Bilinear CNNs for Fine-grained Visual Recognition

Bilinear CNNs for Fine-grained Visual Recognition

1 Jun 2017 | Tsung-Yu Lin, Aruni RoyChowdhury, Subhransu Maji
The paper introduces Bilinear Convolutional Neural Networks (B-CNNs) for fine-grained visual recognition, which represent images as pooled outer products of features derived from two CNNs. B-CNNs capture localized feature interactions in a translationally invariant manner and can be trained end-to-end. The authors report high accuracy on datasets such as Caltech-UCSD birds, NABirds, FGVC aircraft, and Stanford cars, achieving 84.1%, 79.4%, 86.9%, and 91.3% per-image accuracy, respectively, with a running speed of 30 frames per second on a NVIDIA Titan X GPU. The paper also presents a systematic analysis of B-CNNs, showing that bilinear features can be reduced by an order of magnitude without significant loss in accuracy, and that these features are effective for other image classification tasks like texture and scene recognition.

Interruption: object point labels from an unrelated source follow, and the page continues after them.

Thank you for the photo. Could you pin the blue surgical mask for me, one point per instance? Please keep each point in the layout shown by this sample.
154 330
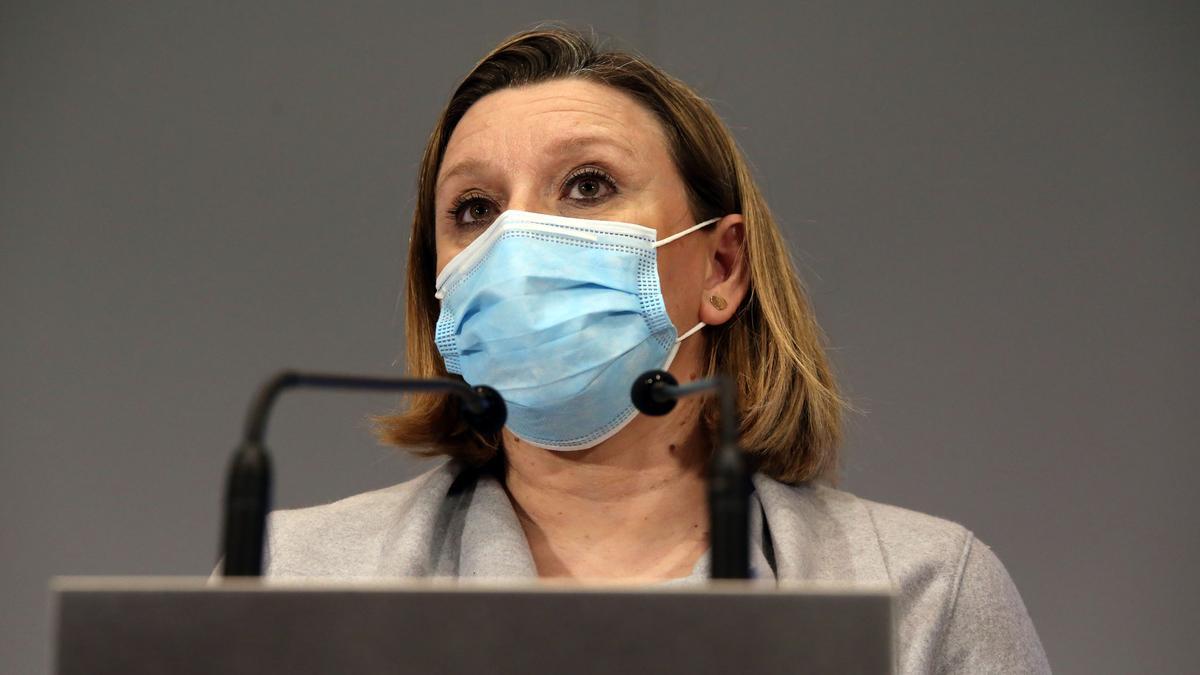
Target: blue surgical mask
559 315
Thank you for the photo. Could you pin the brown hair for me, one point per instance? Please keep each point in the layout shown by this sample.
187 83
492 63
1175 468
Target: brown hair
772 348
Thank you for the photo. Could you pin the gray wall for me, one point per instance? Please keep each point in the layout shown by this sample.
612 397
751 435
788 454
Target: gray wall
995 208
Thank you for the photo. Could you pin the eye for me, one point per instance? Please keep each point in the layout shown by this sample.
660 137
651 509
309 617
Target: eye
473 210
589 185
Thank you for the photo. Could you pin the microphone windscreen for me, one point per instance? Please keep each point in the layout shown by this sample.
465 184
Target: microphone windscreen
648 393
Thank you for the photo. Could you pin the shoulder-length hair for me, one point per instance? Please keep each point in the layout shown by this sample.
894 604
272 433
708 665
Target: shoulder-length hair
772 348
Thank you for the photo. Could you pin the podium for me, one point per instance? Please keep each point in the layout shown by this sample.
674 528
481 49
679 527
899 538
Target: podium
193 625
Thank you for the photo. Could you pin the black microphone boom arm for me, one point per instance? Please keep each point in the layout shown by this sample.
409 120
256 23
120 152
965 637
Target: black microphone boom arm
249 487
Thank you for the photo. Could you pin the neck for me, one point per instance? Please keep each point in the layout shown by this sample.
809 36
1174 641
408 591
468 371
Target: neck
633 507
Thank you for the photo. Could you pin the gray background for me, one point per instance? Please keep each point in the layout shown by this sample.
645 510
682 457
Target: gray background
994 205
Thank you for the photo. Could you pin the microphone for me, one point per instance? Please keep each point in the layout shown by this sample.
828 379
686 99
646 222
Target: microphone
655 393
249 484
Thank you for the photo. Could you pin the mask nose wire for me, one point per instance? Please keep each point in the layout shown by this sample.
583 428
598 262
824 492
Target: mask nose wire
684 233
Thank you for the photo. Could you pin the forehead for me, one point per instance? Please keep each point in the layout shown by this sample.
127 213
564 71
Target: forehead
515 124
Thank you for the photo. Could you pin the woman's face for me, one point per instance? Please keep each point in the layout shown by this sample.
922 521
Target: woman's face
571 148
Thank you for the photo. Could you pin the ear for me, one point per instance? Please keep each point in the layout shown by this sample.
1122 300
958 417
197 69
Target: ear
727 272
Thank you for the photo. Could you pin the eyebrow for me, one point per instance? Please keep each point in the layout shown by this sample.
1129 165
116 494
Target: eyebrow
561 148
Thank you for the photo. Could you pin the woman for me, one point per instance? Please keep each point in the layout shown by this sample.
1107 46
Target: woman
583 217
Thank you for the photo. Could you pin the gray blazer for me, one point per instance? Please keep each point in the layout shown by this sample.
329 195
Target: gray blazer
957 611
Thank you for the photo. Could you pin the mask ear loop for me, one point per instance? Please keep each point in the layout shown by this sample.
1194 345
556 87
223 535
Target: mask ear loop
684 233
690 332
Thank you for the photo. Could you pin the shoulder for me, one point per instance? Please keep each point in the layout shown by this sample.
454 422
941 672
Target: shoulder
348 537
957 607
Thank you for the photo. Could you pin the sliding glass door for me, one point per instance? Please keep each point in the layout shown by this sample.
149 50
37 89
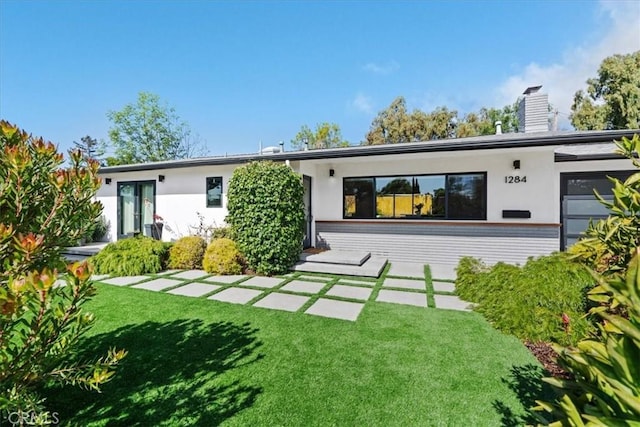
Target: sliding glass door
136 207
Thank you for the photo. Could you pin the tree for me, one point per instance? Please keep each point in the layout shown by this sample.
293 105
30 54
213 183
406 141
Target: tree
326 135
90 148
396 125
43 208
149 132
612 100
483 122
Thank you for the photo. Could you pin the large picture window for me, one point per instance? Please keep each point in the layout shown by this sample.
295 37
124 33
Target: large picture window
214 192
450 196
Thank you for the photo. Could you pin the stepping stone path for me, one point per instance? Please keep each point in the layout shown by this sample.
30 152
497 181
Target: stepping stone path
194 289
280 301
236 295
336 309
343 298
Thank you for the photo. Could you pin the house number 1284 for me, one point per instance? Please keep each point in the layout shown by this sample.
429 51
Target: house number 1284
515 179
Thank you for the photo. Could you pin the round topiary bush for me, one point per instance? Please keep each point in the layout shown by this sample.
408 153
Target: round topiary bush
187 253
223 257
266 215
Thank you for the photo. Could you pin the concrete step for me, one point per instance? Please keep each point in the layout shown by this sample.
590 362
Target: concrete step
371 268
337 257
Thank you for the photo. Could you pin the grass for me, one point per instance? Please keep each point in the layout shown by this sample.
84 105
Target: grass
194 361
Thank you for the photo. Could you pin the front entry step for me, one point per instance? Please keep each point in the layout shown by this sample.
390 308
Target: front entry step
371 268
337 257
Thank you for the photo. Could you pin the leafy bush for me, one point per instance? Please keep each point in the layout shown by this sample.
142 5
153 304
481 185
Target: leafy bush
605 390
187 253
266 215
43 208
132 257
542 301
610 243
223 257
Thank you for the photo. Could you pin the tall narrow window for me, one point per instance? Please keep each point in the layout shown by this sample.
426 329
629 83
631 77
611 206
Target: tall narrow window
214 192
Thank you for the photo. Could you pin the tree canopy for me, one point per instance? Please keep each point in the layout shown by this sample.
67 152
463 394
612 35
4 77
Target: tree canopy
612 99
396 124
149 131
326 135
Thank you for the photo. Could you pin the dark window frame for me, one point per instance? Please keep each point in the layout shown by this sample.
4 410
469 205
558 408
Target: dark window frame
446 217
206 193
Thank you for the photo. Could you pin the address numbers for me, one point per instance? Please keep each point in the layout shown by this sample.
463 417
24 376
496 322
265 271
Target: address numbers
515 179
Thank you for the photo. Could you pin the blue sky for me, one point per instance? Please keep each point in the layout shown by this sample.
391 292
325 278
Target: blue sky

Additionally, B-CNNs can be trained from scratch on the ImageNet dataset, offering consistent improvements over baseline architectures. Visualizations of top activations and inverse images are provided, and the complete source code is available online.The paper introduces Bilinear Convolutional Neural Networks (B-CNNs) for fine-grained visual recognition, which represent images as pooled outer products of features derived from two CNNs. B-CNNs capture localized feature interactions in a translationally invariant manner and can be trained end-to-end. The authors report high accuracy on datasets such as Caltech-UCSD birds, NABirds, FGVC aircraft, and Stanford cars, achieving 84.1%, 79.4%, 86.9%, and 91.3% per-image accuracy, respectively, with a running speed of 30 frames per second on a NVIDIA Titan X GPU. The paper also presents a systematic analysis of B-CNNs, showing that bilinear features can be reduced by an order of magnitude without significant loss in accuracy, and that these features are effective for other image classification tasks like texture and scene recognition. Additionally, B-CNNs can be trained from scratch on the ImageNet dataset, offering consistent improvements over baseline architectures. Visualizations of top activations and inverse images are provided, and the complete source code is available online.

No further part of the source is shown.